That's actually fascinating, because they surely weren't tracking the actual Office license keys, and getting their money back. The manager literally uninstalled Office just to spite you. That's super funny! Especially since it made zero difference to you in the end.
I worked at Geek Squad almost 20 years ago and here’s how it went.
We would preinstall office on say 80% of the door buster laptops for something like $29. Most people used office so they’d pay it. Occasionally some people didn’t want it so they’d buy a bare laptop.
If all the bare laptops had been sold, we’d remove office from one of the preinstalled laptops. Then we’d take the box and send it back to the inventory guys to process and get credit back from the vendor.
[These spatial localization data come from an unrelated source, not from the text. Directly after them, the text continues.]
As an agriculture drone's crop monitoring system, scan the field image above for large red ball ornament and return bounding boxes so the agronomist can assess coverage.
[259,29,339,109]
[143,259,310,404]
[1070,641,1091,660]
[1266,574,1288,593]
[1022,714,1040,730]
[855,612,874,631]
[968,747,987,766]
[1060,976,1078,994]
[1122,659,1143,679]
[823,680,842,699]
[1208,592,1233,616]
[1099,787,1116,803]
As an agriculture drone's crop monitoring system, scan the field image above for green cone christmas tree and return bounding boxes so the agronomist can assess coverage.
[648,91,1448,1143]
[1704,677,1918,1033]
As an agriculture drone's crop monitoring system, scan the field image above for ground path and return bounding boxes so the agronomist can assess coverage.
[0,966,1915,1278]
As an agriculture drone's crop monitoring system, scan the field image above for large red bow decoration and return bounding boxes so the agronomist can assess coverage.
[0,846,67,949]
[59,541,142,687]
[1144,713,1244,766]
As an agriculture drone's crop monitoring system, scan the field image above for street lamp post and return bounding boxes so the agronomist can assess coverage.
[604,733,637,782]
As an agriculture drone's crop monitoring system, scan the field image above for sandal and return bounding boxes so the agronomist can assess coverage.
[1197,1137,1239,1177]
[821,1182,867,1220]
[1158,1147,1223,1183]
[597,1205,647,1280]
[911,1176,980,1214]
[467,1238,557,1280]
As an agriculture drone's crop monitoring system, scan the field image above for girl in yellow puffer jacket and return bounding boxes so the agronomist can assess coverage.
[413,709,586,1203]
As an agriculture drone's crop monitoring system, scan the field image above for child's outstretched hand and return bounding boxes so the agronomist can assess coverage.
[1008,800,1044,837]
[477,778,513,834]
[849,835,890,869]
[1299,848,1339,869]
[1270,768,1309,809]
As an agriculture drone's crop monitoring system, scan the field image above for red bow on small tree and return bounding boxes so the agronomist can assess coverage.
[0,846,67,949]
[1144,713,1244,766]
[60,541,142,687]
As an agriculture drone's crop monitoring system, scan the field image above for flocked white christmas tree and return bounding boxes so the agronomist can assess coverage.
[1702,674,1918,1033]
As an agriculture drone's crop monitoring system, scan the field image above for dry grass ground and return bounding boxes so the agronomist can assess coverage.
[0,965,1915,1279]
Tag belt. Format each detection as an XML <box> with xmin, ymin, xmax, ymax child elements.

As part of that process we were supposed to verify to Microsoft that the product wasn’t installed on any machines.
So they weren’t tracking keys, but the manager wasn’t doing it to spite the OP, he was just doing what the vendor asked for.
Oh thanks, that's really interesting. It makes more sense if there's a physical box involved -- I don't remember ever getting physical boxes for preinstalled software, but it makes sense that way.
I do. Up until 2005ish, Office install CDs and the code would be in the box with the PC. You needed them if you wanted to install optional features (or reinstall). Stores rarely did the full install.
I give it an even split between spite and genuinely not understanding how software licensing is tracked/preinstalled trials work, thinking "if they don't buy the office addon I need to make sure they don't receive one with the office addon" as they would have to do with most other products.
I did many of these preinstalls 20 years ago. When you get credit back from Microsoft they ask you to make sure the key isn’t installed anywhere. They don’t track it, but it is a retirement from the vendor not a misunderstanding on the part of the manager.